In this study, we dedicated special attention to obtaining accurate dGM segmentations that are consistent throughout our multimodal dataset. In addition, quantitative maps were created carefully using relatively robust methods which were tested and optimized for accurate measurements of specific imaging parameters. Furthermore, the high-resolution, multi-parametric approach used in this study bridges many gaps in the understanding of the hidden dGM tissues’ changes. Moreover, extracting the same quantitative indices from both dGM structures and white matter T2 lesions provides important information about the pathological changes within these regions and how they are interrelated.
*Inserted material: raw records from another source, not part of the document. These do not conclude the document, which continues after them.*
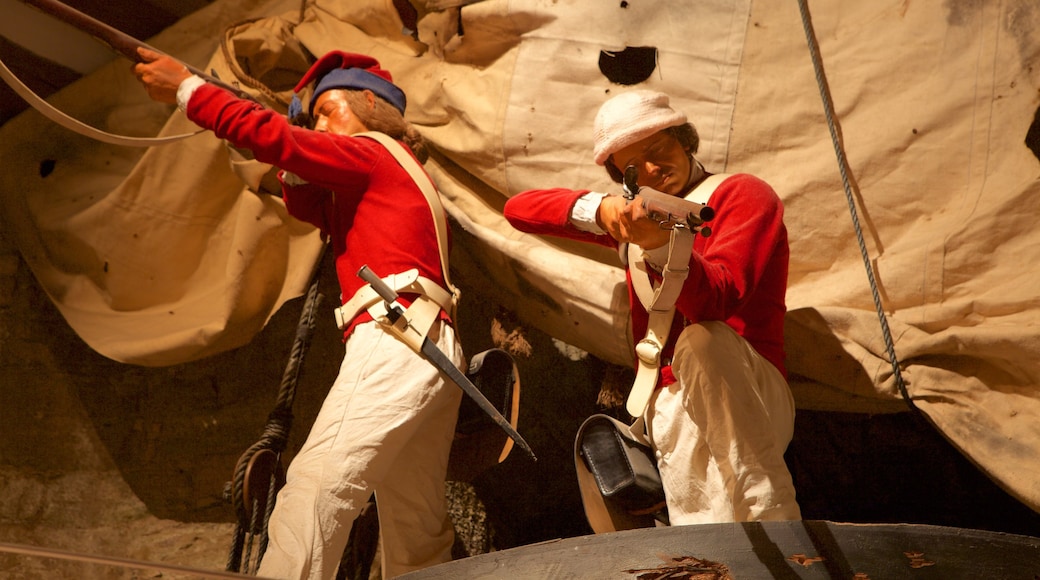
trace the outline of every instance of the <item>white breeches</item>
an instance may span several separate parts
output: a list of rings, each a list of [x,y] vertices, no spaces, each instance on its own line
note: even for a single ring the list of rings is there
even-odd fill
[[[672,525],[800,520],[783,458],[795,401],[777,368],[711,321],[683,329],[672,371],[646,414]]]
[[[436,322],[430,339],[463,365],[453,328]],[[461,397],[378,323],[360,324],[278,494],[259,576],[334,578],[373,492],[385,578],[450,560],[444,478]]]

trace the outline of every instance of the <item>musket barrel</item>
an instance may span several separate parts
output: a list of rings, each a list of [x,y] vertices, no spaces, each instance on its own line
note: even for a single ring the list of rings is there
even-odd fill
[[[149,46],[146,43],[134,38],[133,36],[123,32],[116,28],[113,28],[100,20],[85,15],[68,4],[58,2],[57,0],[22,0],[22,2],[37,8],[58,20],[69,24],[87,34],[94,36],[95,38],[101,41],[102,43],[108,45],[112,50],[122,54],[123,56],[129,58],[134,62],[140,62],[140,57],[137,56],[137,49],[145,48],[159,54],[165,54],[161,50],[155,47]],[[248,93],[239,89],[238,87],[232,86],[211,75],[181,61],[184,68],[188,70],[192,75],[200,76],[206,79],[207,82],[213,83],[222,88],[234,93],[237,97],[243,99],[255,100]]]
[[[95,38],[105,43],[112,48],[115,52],[122,54],[123,56],[137,62],[140,60],[137,56],[137,48],[144,47],[150,50],[158,51],[145,43],[134,38],[133,36],[122,32],[111,26],[97,20],[88,15],[85,15],[68,4],[58,2],[57,0],[22,0],[26,4],[33,6],[48,15],[74,26],[83,32],[94,36]]]

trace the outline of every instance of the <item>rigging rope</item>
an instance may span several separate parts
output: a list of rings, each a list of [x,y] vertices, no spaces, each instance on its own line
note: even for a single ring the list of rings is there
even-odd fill
[[[888,319],[885,317],[885,310],[881,304],[881,295],[878,292],[878,283],[874,278],[874,268],[870,266],[870,257],[863,241],[863,230],[859,223],[859,214],[856,210],[856,201],[852,193],[852,185],[849,180],[849,161],[846,159],[844,149],[841,146],[838,122],[834,115],[834,101],[831,99],[830,87],[827,83],[827,76],[824,73],[823,59],[820,56],[820,44],[816,41],[816,33],[812,27],[812,17],[809,14],[808,0],[798,0],[798,6],[802,14],[802,26],[805,27],[805,37],[809,45],[809,54],[812,56],[812,68],[816,75],[816,85],[820,87],[820,98],[824,102],[824,112],[827,115],[827,127],[831,132],[831,141],[834,143],[834,154],[838,160],[838,170],[841,174],[841,185],[844,187],[846,199],[849,202],[849,212],[852,214],[853,227],[856,230],[856,240],[859,242],[859,252],[863,257],[863,266],[866,268],[866,278],[870,282],[870,295],[874,297],[874,307],[878,312],[878,319],[881,321],[881,331],[885,341],[885,350],[888,353],[888,361],[892,365],[892,374],[895,378],[895,386],[900,395],[906,401],[910,411],[918,411],[914,405],[910,394],[907,393],[906,383],[900,369],[900,362],[895,355],[895,346],[892,343],[892,333],[888,327]]]
[[[280,476],[278,468],[281,466],[282,452],[285,451],[288,444],[289,429],[292,426],[292,404],[296,395],[296,384],[300,379],[304,355],[307,353],[314,328],[317,324],[318,306],[324,297],[318,292],[321,261],[319,257],[318,267],[315,268],[310,289],[307,292],[307,298],[300,313],[296,335],[293,339],[292,350],[289,353],[289,362],[282,375],[282,383],[279,387],[275,408],[267,417],[267,424],[264,426],[259,441],[242,453],[238,464],[235,466],[233,478],[225,490],[225,496],[231,502],[237,516],[232,546],[228,554],[226,566],[226,570],[229,572],[240,571],[244,563],[246,564],[246,570],[243,572],[255,573],[255,570],[250,569],[249,563],[254,562],[259,564],[260,558],[267,547],[267,522],[270,519],[270,512],[275,505],[275,495],[278,491],[278,479]],[[246,494],[246,478],[249,476],[246,471],[249,468],[254,467],[252,459],[256,458],[257,454],[263,451],[274,452],[275,467],[267,481],[264,482],[265,485],[262,490],[251,489],[250,492],[252,493]],[[264,498],[262,503],[258,497],[260,493],[263,494],[262,497]],[[245,497],[246,495],[252,497]],[[246,506],[246,502],[250,502],[249,506]],[[262,513],[260,513],[261,510],[259,509],[261,505],[264,507]],[[255,557],[252,550],[252,538],[254,535],[259,537],[260,543]],[[248,539],[249,549],[243,557],[242,549],[246,545]]]

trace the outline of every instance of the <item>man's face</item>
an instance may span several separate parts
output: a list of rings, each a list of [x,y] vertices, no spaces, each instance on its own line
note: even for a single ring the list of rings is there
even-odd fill
[[[690,155],[675,137],[665,131],[618,150],[612,158],[621,173],[629,165],[640,170],[636,180],[640,187],[678,195],[690,181]]]
[[[365,124],[354,114],[346,102],[345,90],[333,88],[318,95],[314,102],[314,130],[336,135],[354,135],[367,131]]]

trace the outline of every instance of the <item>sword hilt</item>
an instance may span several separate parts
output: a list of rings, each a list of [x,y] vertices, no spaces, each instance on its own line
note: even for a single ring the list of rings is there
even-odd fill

Although a larger sample size is required to validate these findings and understand their potential clinical impact, we believe that the findings of the current study could add some knowledge on the pathological changes of the MS disease during the relapsing-remitting phase and the strategic approaches of magnetic resonance imaging that should be adopted in the future studies. GM atrophy was found to associate with white matter injury in our patients; this linkage shows that there might be a significant association of white matter fibers with different cortical and subcortical GM regions. The latter can be further exploited using fiber tractography. Furthermore, WM and GM fibers were found to undergo demyelination at different rates, which could be due to different microstructural components or pathological processes of MS disease. In addition, dGM and lesions’ quantitative measures tend to occur in a non-homogenous pattern and to different degrees and their associations with MS disease severity are so different. These findings urge adopting a new approach of imaging in large cohort of MS patients in which a whole brain, high-resolution, quantitative scans are preformed and different parametric maps are created so that a global as well as regional quantitative measure can be extracted and assessed collectively. These maps can also be evaluated before and after drug therapy so that the effect of these drugs can be better assessed by detecting different MRI quantitative measures in the brain, either globally or in specific regions.
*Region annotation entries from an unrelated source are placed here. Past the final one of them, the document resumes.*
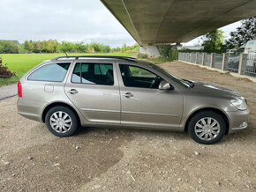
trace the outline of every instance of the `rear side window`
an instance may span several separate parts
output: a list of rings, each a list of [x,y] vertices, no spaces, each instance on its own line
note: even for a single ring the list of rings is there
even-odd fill
[[[27,79],[33,81],[63,82],[70,65],[70,63],[46,64],[32,72]]]
[[[72,78],[72,83],[113,85],[113,64],[111,63],[76,63]]]

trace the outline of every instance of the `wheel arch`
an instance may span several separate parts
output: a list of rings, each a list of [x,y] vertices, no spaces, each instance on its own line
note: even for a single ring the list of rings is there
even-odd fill
[[[229,133],[229,130],[230,130],[230,120],[229,120],[229,118],[228,118],[228,116],[227,116],[227,114],[223,112],[223,111],[222,111],[222,110],[220,110],[220,109],[218,109],[218,108],[215,108],[215,107],[204,107],[204,108],[199,108],[199,109],[196,109],[195,111],[193,111],[190,115],[189,115],[189,117],[186,119],[186,121],[185,121],[185,125],[184,125],[184,131],[187,131],[188,130],[188,123],[189,123],[189,122],[190,122],[190,120],[196,114],[198,114],[198,113],[200,113],[200,112],[202,112],[202,111],[213,111],[213,112],[215,112],[215,113],[217,113],[217,114],[221,114],[222,117],[223,117],[223,119],[224,119],[224,121],[225,121],[225,123],[226,123],[226,132],[225,132],[225,135],[227,135],[228,133]]]
[[[54,102],[54,103],[51,103],[51,104],[48,105],[43,109],[43,112],[41,114],[41,121],[43,122],[45,122],[45,117],[46,117],[46,114],[49,112],[49,110],[50,108],[54,107],[56,107],[56,106],[64,106],[64,107],[66,107],[70,108],[75,114],[75,115],[76,115],[76,117],[78,119],[78,122],[79,122],[79,126],[81,125],[81,120],[80,120],[80,117],[79,117],[78,112],[72,106],[70,106],[69,104],[64,103],[64,102]]]

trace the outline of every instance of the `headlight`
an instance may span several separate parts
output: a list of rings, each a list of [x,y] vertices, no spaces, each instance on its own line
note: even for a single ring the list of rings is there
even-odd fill
[[[245,100],[236,99],[236,100],[231,100],[230,102],[238,110],[245,110],[247,108],[247,105]]]

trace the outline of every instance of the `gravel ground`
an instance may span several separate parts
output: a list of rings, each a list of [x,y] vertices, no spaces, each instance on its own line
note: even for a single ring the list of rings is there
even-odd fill
[[[241,92],[249,128],[214,145],[186,133],[79,129],[68,138],[0,101],[0,191],[255,191],[256,84],[182,63],[161,66],[180,78]]]
[[[0,87],[0,100],[17,95],[17,84]]]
The main limitation of the current study was the relatively small sample size. So, additional studies with a larger number of RRMS patients and more MS phenotypes, such as primary and secondary progressive MS, are required to validate these findings. In addition, this study used a single imaging time point, and as a result it lacks information about how parametric changes evolve over time. Furthermore, the clinical assessment protocol at the neurologic clinic did not include a detailed cognitive test for MS patients which prevented us from testing any possible associations between some MRI indices and MS patients’ cognitive ability. The large variation in the disease duration at the time of participation might have affected the results and it can be considered as an additional limitation, and careful selection of MS patients with a more homogeneous range of disease duration is important in future research.

In conclusion, dGM structures are very much involved in the MS disease process and quite substantial neurodegeneration is undergone during the relapsing-remitting phase of the MS disease. In addition, dGM quantitative changes occur in a non-uniform and non-linked pattern and, except for CN’s iron deposition, do not directly associate with the MS disease severity. In contrast, most white matter lesions’ metrics tend to correlate with MS disease severity better than those of dGM structures.